Nobel Peace Prize laureate Malala Yousafzai poses for photographs. (Reuters)

Nobel Peace Prize laureate Malala Yousafzai poses for photographs. (Reuters)

The bill requires the US Agency for International Development to award at least 50 per cent of scholarships under a Pakistan-based higher education scholarship programme to Pakistani women, from 2020 to 2022, across a range of academic disciplines.

The US Congress has passed the 'Malala Yousafzai Scholarship Act' which will expand the number of scholarships available to Pakistani women to receive higher education under a merit and needs-based programme. Passed by the House of Representatives in March 2020, the bill was passed by the United States Senate by a voice vote on January 1. The bill now heads to the White House for US President Donald Trump to sign into law.

The bill requires the US Agency for International Development to award at least 50 per cent of scholarships under a Pakistan-based higher education scholarship programme to Pakistani women, from 2020 to 2022, across a range of academic disciplines and in accordance with existing eligibility criteria.

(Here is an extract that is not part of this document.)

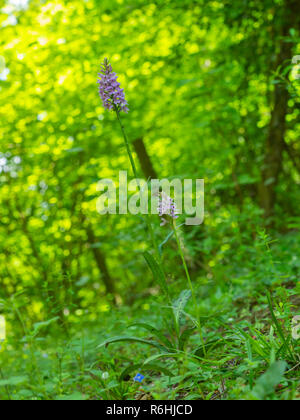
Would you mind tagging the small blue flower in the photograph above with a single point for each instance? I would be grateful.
(139, 377)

The bill also requires USAID to consult with and leverage investments by the Pakistani private sector and Pakistani diaspora in the United States to improve and expand access to education programmes in Pakistan.

Among other thing, it requires USAID to brief Congress annually on the number of scholarships awarded under the programme, including breakdowns by gender, discipline, and degree type; the percentage of recipients who were involuntarily pushed out of the programme for failure to meet programme requirements; and the percentage of recipients who dropped out of school, including due to retaliation for seeking education. On October 10, 2014, Malala shared the Nobel Peace Prize with Indian children's rights activist Kailash Satyarthi for her "struggle against the suppression of children and young people and for the right of all children to education".

In October 2012, Malala was shot in the head by Pakistani Taliban on her way home from school. In late 2008, she began making the case for access to education for women and girls despite objections from the Pakistani Taliban. Since 2010, the USAID has awarded more than 6,000 scholarships for young women to receive higher education in Pakistan. The bill expands this programme.